While there is no disease-modifying treatment for CAA, Dr Smith said it is important to diagnose CAA “because we can probably reduce their risk of bleeding by avoiding unnecessary antithrombotics. “.

“What you want to avoid is giving medicine like aspirin for what is thought to be a transient ischemic attack because this condition [CAA] could increase the risk of future bleeding, ”he said.

Steven M. Greenberg, MD, PhD, FAAN, professor of neurology at Harvard Medical School, said bleeding most commonly associated with CAA-related TFNEs tends to show up on MRI scans as “pretty patterns. distinctive on the surface of the brain ”. with telltale blood products “following the folds and valleys of the brain.” We will often have what looks like a river path.

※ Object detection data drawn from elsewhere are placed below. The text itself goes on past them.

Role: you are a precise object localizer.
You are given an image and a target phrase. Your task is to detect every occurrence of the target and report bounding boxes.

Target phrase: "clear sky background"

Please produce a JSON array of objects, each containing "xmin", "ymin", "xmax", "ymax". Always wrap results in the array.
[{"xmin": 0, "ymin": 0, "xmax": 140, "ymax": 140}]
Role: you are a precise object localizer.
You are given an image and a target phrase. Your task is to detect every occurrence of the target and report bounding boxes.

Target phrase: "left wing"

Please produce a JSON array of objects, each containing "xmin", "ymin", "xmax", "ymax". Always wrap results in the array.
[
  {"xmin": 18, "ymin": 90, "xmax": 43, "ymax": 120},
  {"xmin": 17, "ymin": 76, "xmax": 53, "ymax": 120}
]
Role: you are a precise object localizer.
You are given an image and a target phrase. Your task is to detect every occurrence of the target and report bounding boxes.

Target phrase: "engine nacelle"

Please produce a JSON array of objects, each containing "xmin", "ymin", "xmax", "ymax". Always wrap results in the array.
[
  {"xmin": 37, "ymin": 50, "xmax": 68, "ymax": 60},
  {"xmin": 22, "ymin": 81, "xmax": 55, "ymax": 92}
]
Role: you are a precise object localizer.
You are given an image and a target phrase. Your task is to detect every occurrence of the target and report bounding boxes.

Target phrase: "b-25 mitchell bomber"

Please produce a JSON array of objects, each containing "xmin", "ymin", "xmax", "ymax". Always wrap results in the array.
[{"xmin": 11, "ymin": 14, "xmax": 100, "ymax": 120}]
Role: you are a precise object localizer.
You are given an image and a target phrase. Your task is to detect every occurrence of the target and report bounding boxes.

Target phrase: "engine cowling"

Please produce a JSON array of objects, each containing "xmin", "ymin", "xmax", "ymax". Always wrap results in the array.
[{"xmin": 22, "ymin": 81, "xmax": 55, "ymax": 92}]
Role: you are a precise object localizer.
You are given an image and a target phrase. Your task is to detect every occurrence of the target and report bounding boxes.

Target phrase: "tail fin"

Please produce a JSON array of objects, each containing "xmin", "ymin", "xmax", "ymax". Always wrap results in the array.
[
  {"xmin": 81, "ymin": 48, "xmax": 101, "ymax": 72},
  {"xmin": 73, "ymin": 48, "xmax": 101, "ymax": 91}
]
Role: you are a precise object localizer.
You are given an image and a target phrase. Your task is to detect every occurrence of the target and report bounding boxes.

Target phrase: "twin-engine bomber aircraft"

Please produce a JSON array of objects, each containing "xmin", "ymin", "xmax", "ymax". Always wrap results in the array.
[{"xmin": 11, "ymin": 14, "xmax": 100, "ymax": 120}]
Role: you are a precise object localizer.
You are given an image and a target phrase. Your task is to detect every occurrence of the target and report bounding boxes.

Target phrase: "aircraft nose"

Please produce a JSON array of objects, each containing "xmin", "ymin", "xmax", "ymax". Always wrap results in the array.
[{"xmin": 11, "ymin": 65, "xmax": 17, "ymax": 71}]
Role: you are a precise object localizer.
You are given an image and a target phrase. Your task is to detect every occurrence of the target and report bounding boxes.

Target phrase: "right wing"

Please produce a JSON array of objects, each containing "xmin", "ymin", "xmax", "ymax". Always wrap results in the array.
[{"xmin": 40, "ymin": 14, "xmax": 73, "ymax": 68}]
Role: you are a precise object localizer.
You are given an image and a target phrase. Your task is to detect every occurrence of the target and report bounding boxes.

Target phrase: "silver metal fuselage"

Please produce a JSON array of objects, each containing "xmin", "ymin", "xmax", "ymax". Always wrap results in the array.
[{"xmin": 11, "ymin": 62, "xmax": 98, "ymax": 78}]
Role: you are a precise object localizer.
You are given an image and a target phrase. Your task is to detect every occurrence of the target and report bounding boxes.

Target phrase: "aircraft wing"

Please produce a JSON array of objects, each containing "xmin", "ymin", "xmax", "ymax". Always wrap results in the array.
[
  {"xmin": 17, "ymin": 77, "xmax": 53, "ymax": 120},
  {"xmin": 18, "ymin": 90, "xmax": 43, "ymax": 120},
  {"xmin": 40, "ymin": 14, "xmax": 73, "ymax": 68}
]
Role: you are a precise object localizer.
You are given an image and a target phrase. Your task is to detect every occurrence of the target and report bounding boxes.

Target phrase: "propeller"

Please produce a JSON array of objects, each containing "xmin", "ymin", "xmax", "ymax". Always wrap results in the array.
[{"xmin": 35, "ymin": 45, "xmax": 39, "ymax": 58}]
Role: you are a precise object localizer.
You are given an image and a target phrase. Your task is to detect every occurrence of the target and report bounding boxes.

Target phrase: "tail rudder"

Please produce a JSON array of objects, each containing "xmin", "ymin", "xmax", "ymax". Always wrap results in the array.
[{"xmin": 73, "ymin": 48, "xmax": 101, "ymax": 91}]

Dr Greenberg, who heads the Hemorrhagic Stroke Research Program at Massachusetts General Hospital, said, “Treating CAA-related TFNEs is as much what you don’t do as it is what you do. The clearest and most convenient thing you can do is not give antithrombotic drugs. Keeping blood pressure under control can also help prevent future bleeding. “

Disclosures

Drs. Rodriguez-Pardo and Johansen had no disclosure. Dr Smith received consulting fees from Bayer, Biogen Cyclerion and Javelin.